I may make a second 4-track compilation, certainly there is enough material. Problem is, I'd like to mix it with a little reverb unit which I used back in the day, and said unit either no longer works or I'm too stupid to remember how it worked. It's for the distant future, anyway.
So what's he been up to until now?
On the performance side of things, Flipdog played bass in Sons Of Itto between 2005 and 2010. Sons of Itto happened almost by accident, when Milo asked him if he fancied playing his very occasional bass skills in the aid of getting Milo's project off the ground. Then there was that thing called musical chemistry which happened once drummer Purps signed up. So he stuck around for a bit.
However, there seems to be no remaining web presence, apart from a page at Last FM that I think the chap who recorded our album 'We Sing for you, Ben Rimba' put up.
Flipdog also played bass in the electric version of Blueswamp Southern, and did so between 2006 and 2016. Essentially, it's a blues covers band, although they make the songs they play their own, at least for the duration of the song. And the band features Daddy Flipdog too, though he calls himself Bob Dayfield.
Sons of Itto are gradually attempting rebirth, though it is a slow process. Meanwhile, Flipdog has started performing with an acoustic guitar at open mic evenings around Leicester. This is so far going quite well. A feature spot at The Soundhouse has been booked for May 8th.
I've noticed a creeping mysticism over the years - tell me just one thing: why?
The word 'mysticism' is a crap word and explains nothing, being used as a dismissive term by some to denote world views that aren't exclusively materialistic, or even obvious.

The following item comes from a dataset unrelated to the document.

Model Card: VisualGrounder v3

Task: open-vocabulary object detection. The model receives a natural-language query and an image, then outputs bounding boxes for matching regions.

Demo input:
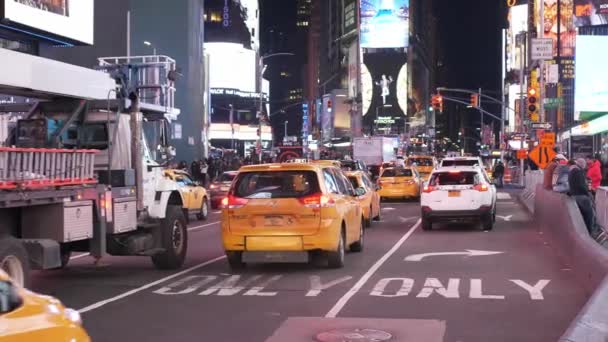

Flipdog holds an ever-changing worldview that changes with experience and with thoughts and ideas, some of which are his own, and invites you to know that he doesn't give a fuck whether or not you agree with him, and he sincerely hopes that you return the favour. You always have the option of listening to The Killers, or reading Richard Dawkins. Never forget that, though I'm gratified to note that fewer and fewer seem to be doing the latter. Of the former, I have no idea. My finger and the pulse have been estranged for so long now that neither has any memory of the other.
However, words have way more power than you may think, although they are far from the only methods of communication. They're not even the most important, though in some instances they are the most practical. I would urge you to always read between words, especially those that you yourself have not written, and maybe ask a question or some, especially of 'explanations' that don't actually explain anything (e.g. 'it's just a coincidence!'). Our problem as a culture isn't that we worship the wrong Gods. Gods are currently used as an explanation. Our problem comes from worshipping explanations. Our culture deifies explanation. I think I may have mentioned that, once or twice.
Any last thoughts?
I always have last thoughts, though I've been trying to give them up. Along with opinions. I cannot tell you how hard that is, especially the latter.
If you genuinely feel the urge to contact me, send an email to flipdog, as the name, with the domain onedogclapping followed by a dot which then precedes a com (I'm sure you can translate that).
And if you want to know why this website isn't more interactive, more web 2.0... look at it! Do I look like I have the web design chops? I reserve the right to be ugly, although I reverse the right to be ignorant.